You asked if you should go to your pastor. That depends upon why you wish to go to him. If you wish to go to see if he can join you in inflicting some hurt on your husband, I'd say no. Your pastor should be a counselor - that is, if you DO go to him, I suggest that _both of you_ decide to do it together, and then go to him for counsel about how to deal with the hurt - and also how to reconcile. 

You can do an awful lot of work between the two of you. I'd suggest talking this over with your husband - but only after you educate yourself very thoroughly about affairs and dealing with them. You'll be surprised at what you learn - and also - how well you can heal the rift.

So please, think about hurting your husband if you need to, for the time being - but GO NO FURTHER. That is extremely counterproductive. You'll be in a lot of pain for a while, but you'll get better.


Why affairs happen

What do you do when you discover an affair?


Take your time! Go peacefully and stay calm. It's a storm that passes.

----------------
Now playing: J. J. Cale - Humdinger
via FoxyTunes


----------



## TooTired (Jul 26, 2010)

thanks soooo much. 
i don't know whether to go to my pastor, because i really am so embarrassed i dont want anyone to know. my entire family goes to this church.
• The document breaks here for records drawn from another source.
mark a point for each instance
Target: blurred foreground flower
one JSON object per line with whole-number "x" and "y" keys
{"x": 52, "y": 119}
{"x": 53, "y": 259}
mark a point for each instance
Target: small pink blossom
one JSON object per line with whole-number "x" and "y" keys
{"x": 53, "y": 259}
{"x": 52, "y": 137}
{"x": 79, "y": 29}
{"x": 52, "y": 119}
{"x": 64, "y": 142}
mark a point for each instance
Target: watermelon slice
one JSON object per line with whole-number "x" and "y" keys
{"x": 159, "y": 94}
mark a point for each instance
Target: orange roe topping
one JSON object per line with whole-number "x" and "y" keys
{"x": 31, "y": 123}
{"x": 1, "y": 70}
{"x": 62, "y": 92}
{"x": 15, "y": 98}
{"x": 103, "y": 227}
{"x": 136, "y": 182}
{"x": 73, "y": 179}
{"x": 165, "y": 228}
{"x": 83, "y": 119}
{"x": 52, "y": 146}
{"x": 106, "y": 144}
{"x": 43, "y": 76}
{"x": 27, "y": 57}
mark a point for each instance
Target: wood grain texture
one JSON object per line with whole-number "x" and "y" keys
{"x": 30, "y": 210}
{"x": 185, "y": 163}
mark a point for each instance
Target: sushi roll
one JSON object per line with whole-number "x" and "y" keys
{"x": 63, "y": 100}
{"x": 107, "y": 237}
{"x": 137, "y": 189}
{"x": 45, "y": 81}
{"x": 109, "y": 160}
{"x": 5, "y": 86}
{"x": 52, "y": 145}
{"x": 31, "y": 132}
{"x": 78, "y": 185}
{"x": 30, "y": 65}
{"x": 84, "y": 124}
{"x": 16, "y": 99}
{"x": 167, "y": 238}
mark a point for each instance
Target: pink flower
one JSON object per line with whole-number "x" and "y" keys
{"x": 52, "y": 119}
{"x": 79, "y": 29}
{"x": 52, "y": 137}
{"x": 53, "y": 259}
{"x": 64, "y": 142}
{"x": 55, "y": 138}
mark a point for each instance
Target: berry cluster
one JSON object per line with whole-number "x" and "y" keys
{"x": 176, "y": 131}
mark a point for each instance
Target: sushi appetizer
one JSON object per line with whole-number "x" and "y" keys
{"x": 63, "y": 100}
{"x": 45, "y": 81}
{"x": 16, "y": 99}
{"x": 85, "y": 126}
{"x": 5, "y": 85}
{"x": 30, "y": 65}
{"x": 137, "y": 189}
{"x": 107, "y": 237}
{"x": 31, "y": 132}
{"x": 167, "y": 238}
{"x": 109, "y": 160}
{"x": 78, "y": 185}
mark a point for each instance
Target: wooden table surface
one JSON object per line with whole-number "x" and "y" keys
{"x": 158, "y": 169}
VERY small community.

Your responses are so helpful, they make me cry.


----------



## Wisp (Jul 17, 2010)

TooTired: 

Whatever happens think of YOU.

Go to the pastor, the church group will be then able to give you the support you need.

It’s your husband that will be embarrassed.

A few ponters…

A No Contact letter in writing is a must – You must know and assume the affair is still ongoing regardless of what he says, even if it is in his heart.

http://www.affaircare.com/Articles/NoContact.htm

It only stops when all know about it and the link is cut.

As for the other woman, well always a tough one….

I personally say it is early days and you should let her husband know, no details.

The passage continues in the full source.